Early life and education
Born in Kelly, Kansas, William Silas Hill attended the public schools, Kansas State Normal at Emporia, Kansas, and Colorado State College of Agriculture at Fort Collins.

Career
He homesteaded near Cheyenne Wells, Colorado from 1907 to 1915. He was superintendent of Cache la Poudre Consolidated School of Larimer County, Colorado from 1919 to 1922. Secretary of the Colorado State Farm Bureau in 1923.

He served in the State house of representatives 1924-1926. He engaged in the mercantile business at Fort Collins, Colorado from 1927 to 1953.

Hill was elected as a Republican to the 77th Congress and to the eight succeeding Congresses (January 3, 1941 – January 3, 1959).
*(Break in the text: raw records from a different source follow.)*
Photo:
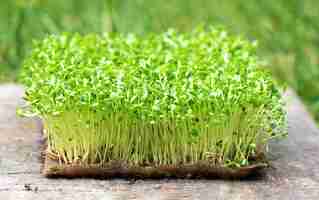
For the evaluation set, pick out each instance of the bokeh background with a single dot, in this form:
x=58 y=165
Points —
x=287 y=30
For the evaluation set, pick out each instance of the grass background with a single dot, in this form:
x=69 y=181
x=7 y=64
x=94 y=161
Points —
x=287 y=30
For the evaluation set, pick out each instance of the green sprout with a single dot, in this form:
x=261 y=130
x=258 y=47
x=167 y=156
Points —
x=162 y=99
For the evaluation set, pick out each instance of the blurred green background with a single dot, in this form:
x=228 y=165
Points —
x=287 y=30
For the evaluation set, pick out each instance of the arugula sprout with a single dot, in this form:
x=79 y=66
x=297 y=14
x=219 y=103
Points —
x=170 y=98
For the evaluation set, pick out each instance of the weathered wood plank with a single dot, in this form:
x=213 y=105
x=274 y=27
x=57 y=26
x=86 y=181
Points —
x=295 y=160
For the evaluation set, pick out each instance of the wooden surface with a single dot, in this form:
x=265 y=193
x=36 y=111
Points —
x=295 y=174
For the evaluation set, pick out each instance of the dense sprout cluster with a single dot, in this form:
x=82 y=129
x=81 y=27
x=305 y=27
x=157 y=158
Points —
x=198 y=88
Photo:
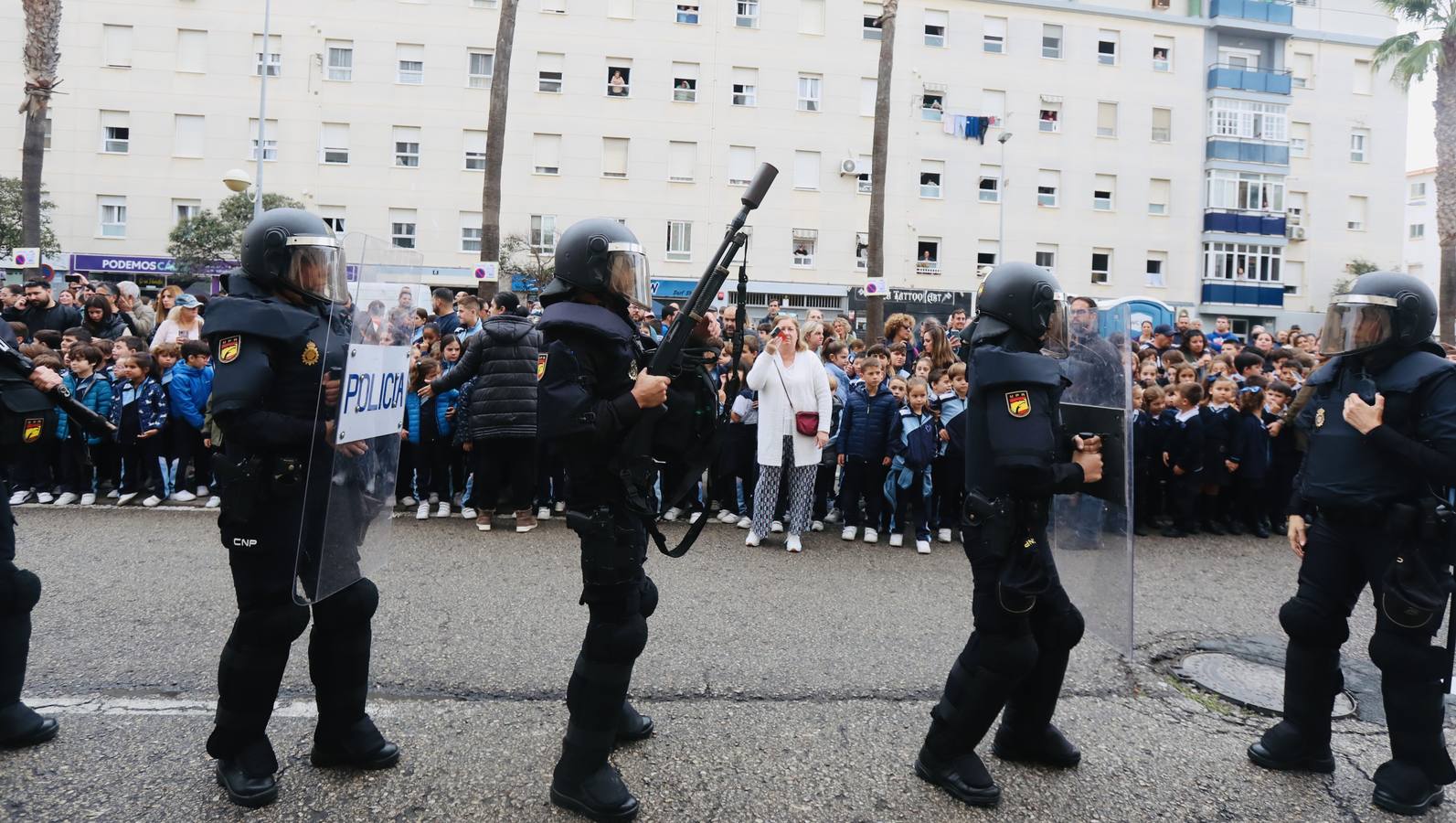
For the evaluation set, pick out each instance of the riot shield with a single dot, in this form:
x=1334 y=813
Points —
x=351 y=474
x=1092 y=529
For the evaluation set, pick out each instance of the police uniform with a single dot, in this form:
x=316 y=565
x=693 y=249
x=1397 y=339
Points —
x=25 y=422
x=271 y=356
x=1018 y=457
x=1369 y=503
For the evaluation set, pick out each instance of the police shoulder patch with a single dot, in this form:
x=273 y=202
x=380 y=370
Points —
x=1018 y=404
x=228 y=348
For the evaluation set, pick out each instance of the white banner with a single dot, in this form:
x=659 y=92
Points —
x=375 y=383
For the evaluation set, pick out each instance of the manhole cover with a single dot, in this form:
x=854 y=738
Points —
x=1251 y=685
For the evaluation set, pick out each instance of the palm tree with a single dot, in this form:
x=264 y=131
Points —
x=42 y=57
x=1413 y=56
x=495 y=143
x=879 y=159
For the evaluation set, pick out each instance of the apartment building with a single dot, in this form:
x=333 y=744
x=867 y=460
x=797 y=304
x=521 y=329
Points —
x=1228 y=157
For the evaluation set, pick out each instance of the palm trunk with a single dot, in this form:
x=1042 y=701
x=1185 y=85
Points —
x=1446 y=184
x=878 y=164
x=495 y=144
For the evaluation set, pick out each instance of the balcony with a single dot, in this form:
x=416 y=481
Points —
x=1244 y=221
x=1259 y=10
x=1229 y=293
x=1244 y=150
x=1269 y=80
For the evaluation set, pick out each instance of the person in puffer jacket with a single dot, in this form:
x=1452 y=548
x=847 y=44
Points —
x=501 y=363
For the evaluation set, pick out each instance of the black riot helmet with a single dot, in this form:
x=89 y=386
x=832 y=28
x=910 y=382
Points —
x=600 y=257
x=1024 y=299
x=1382 y=309
x=292 y=251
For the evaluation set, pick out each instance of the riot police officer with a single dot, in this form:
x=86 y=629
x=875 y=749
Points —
x=275 y=339
x=1365 y=511
x=1018 y=457
x=24 y=414
x=591 y=395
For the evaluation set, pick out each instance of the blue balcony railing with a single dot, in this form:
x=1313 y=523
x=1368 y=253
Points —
x=1225 y=76
x=1261 y=10
x=1229 y=293
x=1244 y=221
x=1245 y=150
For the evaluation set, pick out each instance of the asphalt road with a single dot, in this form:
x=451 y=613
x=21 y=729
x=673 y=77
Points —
x=783 y=687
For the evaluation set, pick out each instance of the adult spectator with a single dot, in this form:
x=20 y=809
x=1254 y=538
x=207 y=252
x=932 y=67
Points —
x=501 y=420
x=182 y=322
x=42 y=312
x=446 y=318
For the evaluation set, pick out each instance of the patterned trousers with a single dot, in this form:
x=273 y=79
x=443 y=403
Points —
x=800 y=497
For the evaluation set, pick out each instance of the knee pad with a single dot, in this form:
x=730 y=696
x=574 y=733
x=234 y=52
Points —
x=1407 y=656
x=19 y=592
x=1308 y=621
x=356 y=604
x=616 y=641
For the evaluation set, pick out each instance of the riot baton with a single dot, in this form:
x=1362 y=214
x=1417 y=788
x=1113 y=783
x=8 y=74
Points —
x=19 y=365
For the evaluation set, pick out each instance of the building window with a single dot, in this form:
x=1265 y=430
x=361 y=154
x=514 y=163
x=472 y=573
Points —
x=930 y=174
x=549 y=71
x=547 y=154
x=334 y=143
x=338 y=60
x=274 y=56
x=748 y=16
x=1359 y=142
x=1051 y=41
x=989 y=184
x=1101 y=265
x=935 y=27
x=543 y=233
x=874 y=28
x=473 y=150
x=994 y=39
x=115 y=133
x=744 y=86
x=112 y=216
x=679 y=240
x=483 y=68
x=928 y=255
x=805 y=242
x=1107 y=47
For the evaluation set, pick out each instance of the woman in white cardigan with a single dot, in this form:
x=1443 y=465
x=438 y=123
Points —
x=790 y=379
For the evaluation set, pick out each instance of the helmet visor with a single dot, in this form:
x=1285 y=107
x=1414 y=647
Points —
x=1357 y=322
x=316 y=268
x=1057 y=339
x=628 y=273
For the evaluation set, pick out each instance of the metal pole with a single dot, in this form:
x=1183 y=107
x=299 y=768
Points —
x=262 y=114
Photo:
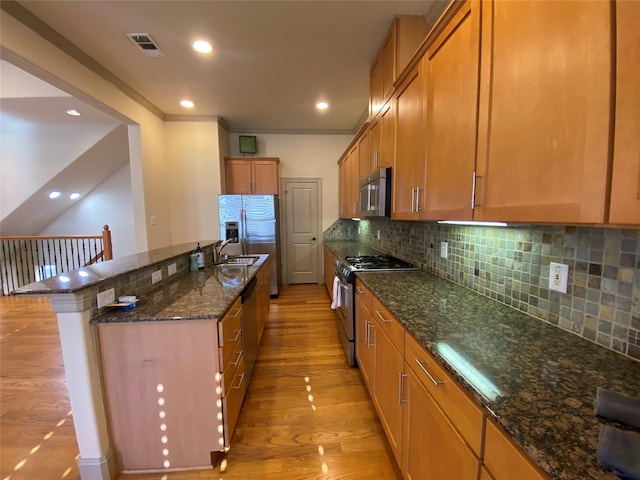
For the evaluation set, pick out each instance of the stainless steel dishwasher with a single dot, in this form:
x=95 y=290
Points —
x=250 y=327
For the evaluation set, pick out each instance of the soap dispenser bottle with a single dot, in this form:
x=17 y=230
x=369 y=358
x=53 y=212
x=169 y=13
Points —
x=200 y=256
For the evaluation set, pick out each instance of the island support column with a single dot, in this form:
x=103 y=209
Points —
x=82 y=369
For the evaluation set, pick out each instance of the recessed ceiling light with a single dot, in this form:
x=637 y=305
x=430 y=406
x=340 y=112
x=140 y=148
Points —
x=202 y=46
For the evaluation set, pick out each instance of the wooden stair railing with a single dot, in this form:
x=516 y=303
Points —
x=28 y=259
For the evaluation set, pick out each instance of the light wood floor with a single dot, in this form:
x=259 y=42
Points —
x=37 y=439
x=307 y=414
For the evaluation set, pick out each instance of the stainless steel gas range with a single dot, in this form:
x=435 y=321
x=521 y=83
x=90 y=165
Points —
x=345 y=275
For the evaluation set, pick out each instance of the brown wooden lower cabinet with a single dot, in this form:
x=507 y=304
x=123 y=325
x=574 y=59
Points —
x=434 y=427
x=387 y=383
x=485 y=475
x=171 y=407
x=504 y=460
x=329 y=268
x=432 y=447
x=365 y=342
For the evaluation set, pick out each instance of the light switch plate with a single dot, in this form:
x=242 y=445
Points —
x=156 y=276
x=106 y=297
x=558 y=277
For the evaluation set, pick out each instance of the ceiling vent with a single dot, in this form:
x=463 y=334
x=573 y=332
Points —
x=147 y=44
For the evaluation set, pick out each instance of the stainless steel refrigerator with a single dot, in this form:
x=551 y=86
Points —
x=253 y=220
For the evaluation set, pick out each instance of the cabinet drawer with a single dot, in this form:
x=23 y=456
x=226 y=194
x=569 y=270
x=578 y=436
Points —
x=462 y=411
x=232 y=403
x=504 y=459
x=387 y=323
x=230 y=370
x=364 y=295
x=230 y=333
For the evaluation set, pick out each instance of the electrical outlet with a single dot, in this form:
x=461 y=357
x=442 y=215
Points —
x=106 y=297
x=444 y=250
x=156 y=276
x=558 y=277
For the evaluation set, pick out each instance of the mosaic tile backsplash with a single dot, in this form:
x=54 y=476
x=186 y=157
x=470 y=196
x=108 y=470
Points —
x=511 y=265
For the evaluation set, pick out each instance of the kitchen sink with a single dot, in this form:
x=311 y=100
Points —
x=247 y=260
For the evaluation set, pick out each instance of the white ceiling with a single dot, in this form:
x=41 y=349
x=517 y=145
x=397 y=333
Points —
x=272 y=60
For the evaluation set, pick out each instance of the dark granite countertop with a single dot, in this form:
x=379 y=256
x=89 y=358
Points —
x=206 y=294
x=92 y=275
x=546 y=377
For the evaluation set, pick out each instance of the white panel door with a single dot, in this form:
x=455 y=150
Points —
x=302 y=211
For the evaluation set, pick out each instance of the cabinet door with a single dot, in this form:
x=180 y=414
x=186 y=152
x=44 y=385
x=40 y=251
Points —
x=238 y=176
x=625 y=188
x=408 y=167
x=365 y=342
x=343 y=193
x=387 y=135
x=388 y=389
x=354 y=181
x=544 y=114
x=375 y=85
x=364 y=158
x=388 y=63
x=432 y=448
x=374 y=145
x=504 y=460
x=450 y=117
x=265 y=177
x=329 y=269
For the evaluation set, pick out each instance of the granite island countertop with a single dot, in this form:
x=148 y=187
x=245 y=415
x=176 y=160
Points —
x=547 y=377
x=96 y=274
x=203 y=295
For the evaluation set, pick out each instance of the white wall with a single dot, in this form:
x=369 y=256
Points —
x=108 y=204
x=193 y=160
x=149 y=174
x=31 y=154
x=305 y=156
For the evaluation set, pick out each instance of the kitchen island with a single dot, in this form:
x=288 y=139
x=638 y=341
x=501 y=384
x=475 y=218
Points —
x=181 y=312
x=542 y=379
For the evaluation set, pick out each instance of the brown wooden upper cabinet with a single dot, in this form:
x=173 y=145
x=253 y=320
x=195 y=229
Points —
x=252 y=175
x=408 y=169
x=450 y=75
x=544 y=111
x=625 y=187
x=400 y=44
x=348 y=183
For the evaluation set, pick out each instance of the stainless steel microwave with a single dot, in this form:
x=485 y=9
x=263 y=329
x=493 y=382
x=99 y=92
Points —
x=375 y=194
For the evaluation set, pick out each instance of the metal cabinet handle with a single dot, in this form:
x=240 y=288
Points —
x=370 y=325
x=384 y=320
x=421 y=363
x=400 y=388
x=473 y=190
x=237 y=359
x=239 y=382
x=235 y=339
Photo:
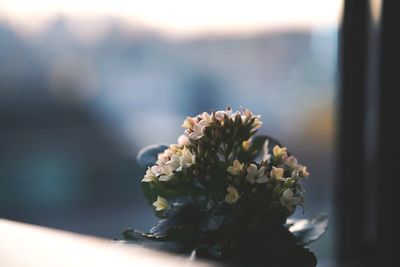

He served as chairman of the Select Committee on Small Business (83rd Congress) and was particularly focus on improving the fate of small metal mines in the western United States. He supported agricultural issues and served on agriculture-related subcommittees, including the end of the quota system on livestock slaughter, studying the Federal crop‐insurance program, and for a prohibition of controls on commodity margins. Hill voted in favor of the Civil Rights Act of 1957. He was not a candidate for renomination in 1958 to the 86th Congress.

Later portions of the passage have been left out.